Companies generally say their plans are legal because they adhere to Federal Trade Commission negative-option requirements that, for instance, consumers give prior written permission to be billed for unordered merchandise.
In addition, sellers say consumers are generally astute enough to know what they are getting into when they sign up for automatic renewal or negative-option plans.
The idea of inertia "underestimates our consumers. They are well aware of how to reach us," said Diane G. Potter, vice president in charge of circulation at Times Mirror Magazines Inc.
Potter says Times Mirror is considering a test of a new "Auto Renew" system from Robert A. Bader Associates Inc. in Mount Kisco. Twenty magazines began testing the service in April.
The automatic renewal system could save large millions of dollars a year for large magazines, which often send out as many as a dozen renewal notices a year per subscriber, says Dan Capell, editor of Capell Circulation Report, a newsletter based in Rye.
Critics argue that even within the letter of the law there is room for confusion.
"The key thing is whether the disclosure is adequate _ whether it is comprehended by nearly everyone who fills out the form and sends it in," said consumer advocate Brobeck.
States, which usually draw on federal law in this area to clarify their own, said cable operator TCI failed to provide enough ways for consumers to refuse the pay channel service, which costs from $1 to $5 a month extra.
TCI, based in Denver, bowed to state pressure this week and partly backed off the plan. It said it would indicate to subscribers on the payment form that they do not have to sign up for the service.
But officials in Florida and other states say they will continue to pursue legal action until TCI, among other things, issues a written agreement for subscribers to sign that authorizes the negative-option plan. The other states that have sued are Iowa, Missouri, Texas and Washington.
"(TCI is) setting precedent here. If they can do it now, it's an open door to walk through," said Jack Norris, chief of consumer litigation at the Florida attorney general's office. "This a gigantic issue."
Last year, the FTC accused Field Publications, publisher of Weekly Reader Books and other book plans, of shipping cookbooks and children's dictionaries to subscribers without their consent and charging them $15 to $20 apiece.
Field agreed to refrain from the practice and pay civil penalties of $175,000 under a consent decree filed in federal court in November.
"From our examinations of the Field case, it was our determination that people don't really like negative-option plans," said Angelo Presti, investigator in the FTC's New York regional office.

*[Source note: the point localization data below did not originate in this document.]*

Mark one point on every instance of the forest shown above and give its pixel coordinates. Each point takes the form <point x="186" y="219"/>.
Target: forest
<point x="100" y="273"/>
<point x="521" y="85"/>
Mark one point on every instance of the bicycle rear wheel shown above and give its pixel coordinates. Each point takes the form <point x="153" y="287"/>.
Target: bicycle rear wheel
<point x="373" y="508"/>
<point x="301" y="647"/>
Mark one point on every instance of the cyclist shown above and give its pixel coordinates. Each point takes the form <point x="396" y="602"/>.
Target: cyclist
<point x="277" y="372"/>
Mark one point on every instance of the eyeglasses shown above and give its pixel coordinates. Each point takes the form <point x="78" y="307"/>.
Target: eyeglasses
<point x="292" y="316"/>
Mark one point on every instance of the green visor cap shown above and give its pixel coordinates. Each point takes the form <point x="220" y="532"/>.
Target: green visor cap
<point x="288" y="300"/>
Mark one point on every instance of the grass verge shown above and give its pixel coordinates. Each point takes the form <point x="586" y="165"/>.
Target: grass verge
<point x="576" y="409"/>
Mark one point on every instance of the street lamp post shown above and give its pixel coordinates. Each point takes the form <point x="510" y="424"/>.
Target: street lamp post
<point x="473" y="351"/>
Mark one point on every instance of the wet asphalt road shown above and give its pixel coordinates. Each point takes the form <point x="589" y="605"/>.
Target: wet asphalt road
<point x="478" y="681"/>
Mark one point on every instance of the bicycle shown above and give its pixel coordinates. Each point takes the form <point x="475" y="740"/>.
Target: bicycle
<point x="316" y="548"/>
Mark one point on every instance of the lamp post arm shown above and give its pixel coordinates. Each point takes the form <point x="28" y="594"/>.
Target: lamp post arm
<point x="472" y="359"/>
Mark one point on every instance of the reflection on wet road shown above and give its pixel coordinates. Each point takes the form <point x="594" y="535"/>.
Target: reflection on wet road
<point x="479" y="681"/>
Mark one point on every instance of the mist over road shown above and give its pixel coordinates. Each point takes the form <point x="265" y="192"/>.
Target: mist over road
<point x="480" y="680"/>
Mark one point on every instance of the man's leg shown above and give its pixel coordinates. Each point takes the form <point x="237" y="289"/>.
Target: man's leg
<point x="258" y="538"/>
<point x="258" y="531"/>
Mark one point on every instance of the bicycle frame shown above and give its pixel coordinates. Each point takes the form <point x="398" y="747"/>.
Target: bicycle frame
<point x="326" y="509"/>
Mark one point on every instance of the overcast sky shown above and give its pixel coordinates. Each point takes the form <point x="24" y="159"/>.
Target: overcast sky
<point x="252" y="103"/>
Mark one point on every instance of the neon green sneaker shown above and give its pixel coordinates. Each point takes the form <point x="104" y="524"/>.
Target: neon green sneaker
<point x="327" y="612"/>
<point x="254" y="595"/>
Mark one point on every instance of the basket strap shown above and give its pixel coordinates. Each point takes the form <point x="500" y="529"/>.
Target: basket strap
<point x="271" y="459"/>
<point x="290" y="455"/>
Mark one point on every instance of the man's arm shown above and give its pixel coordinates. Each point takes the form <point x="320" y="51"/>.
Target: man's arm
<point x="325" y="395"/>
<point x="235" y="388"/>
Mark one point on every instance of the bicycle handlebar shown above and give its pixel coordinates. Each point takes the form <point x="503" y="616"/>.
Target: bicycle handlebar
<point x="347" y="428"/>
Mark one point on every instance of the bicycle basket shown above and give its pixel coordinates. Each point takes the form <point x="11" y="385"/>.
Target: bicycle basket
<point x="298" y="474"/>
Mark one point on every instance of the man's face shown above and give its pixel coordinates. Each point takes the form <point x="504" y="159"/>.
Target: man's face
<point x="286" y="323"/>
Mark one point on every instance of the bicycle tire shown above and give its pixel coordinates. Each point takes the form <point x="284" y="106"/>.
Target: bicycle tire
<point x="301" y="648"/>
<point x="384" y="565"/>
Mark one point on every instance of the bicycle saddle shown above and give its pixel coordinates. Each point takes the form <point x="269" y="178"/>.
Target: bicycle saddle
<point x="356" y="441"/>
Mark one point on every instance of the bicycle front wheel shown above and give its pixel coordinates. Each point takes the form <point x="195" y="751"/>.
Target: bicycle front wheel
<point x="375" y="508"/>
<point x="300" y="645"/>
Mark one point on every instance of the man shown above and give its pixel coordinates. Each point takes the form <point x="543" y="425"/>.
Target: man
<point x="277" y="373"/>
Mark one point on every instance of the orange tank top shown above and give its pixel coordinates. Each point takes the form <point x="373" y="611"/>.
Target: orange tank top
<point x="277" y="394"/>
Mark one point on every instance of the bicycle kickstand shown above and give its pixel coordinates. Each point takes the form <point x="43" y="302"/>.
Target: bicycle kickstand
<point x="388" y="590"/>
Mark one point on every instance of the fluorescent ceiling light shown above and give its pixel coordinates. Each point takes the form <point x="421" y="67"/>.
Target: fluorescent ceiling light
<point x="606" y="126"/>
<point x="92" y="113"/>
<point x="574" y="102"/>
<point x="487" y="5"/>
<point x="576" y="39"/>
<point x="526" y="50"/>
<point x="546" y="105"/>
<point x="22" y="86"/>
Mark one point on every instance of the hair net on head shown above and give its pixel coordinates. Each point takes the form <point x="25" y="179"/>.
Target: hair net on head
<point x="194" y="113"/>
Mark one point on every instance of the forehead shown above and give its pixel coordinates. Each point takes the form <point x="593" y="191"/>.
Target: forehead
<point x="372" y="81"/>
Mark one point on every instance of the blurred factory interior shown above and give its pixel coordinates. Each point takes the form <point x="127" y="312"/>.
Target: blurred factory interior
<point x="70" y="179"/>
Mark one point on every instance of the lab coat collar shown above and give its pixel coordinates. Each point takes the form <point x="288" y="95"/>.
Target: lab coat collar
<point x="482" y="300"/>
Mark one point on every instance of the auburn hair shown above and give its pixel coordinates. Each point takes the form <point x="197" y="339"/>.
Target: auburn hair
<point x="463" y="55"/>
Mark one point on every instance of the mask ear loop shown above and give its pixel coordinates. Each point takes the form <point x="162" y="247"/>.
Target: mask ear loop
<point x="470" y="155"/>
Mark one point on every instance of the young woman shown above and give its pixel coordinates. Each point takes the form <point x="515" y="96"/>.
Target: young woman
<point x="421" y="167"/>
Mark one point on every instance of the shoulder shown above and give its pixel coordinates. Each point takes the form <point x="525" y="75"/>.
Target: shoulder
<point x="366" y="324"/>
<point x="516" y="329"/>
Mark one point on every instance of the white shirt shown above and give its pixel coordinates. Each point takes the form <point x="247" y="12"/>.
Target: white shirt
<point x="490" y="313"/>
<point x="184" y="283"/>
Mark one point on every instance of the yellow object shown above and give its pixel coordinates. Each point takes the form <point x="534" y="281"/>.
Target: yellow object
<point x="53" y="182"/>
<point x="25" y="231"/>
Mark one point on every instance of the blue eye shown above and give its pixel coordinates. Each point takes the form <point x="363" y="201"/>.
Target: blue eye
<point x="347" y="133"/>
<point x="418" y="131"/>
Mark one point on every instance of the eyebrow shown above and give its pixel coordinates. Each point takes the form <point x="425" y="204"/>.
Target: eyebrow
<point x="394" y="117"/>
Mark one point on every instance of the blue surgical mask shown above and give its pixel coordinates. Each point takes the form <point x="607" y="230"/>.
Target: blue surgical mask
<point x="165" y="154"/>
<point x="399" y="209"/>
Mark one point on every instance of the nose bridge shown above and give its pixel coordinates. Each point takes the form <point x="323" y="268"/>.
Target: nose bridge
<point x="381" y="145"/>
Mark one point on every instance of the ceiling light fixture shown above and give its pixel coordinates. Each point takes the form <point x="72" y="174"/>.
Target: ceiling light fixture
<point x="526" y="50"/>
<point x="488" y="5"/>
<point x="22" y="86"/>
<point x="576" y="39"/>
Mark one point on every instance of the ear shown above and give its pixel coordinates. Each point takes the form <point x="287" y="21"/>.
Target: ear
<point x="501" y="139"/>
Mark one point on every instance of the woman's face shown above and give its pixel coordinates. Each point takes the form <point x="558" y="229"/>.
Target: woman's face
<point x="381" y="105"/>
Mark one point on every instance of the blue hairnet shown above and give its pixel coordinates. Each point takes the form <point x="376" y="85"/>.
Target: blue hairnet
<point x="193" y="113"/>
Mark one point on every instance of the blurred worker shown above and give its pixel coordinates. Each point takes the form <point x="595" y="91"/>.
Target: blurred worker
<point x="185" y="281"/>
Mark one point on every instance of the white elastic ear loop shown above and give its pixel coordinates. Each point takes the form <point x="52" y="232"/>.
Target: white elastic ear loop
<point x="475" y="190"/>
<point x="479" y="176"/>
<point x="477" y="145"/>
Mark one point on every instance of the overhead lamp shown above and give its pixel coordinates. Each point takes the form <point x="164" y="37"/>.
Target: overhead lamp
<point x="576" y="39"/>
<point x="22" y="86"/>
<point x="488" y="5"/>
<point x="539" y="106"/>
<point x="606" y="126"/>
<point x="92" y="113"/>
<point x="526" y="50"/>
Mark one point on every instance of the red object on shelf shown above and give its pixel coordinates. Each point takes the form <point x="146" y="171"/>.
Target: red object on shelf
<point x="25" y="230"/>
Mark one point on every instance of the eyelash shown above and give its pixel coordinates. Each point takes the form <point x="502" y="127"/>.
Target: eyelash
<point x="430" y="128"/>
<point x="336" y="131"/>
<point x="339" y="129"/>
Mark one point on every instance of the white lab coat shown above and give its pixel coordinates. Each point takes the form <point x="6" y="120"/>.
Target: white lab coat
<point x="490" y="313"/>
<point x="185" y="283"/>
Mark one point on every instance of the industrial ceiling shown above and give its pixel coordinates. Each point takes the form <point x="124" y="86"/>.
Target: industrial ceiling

Yet negative-option plans continue to proliferate. American Express uses the method to sell things like calendars, pocket diaries and tax guides.
Bankcard Holders of America, a credit industry watchdog based in Herndon, Va., automatically renews its annual $18 dues for some members to reduce renewal costs. Members can call a toll-free number to get a full dues refund.
"The danger as a membership organization is if you don't do it correctly, you'll rapidly end up with a lot of unhappy members," director Elgie Holstein said.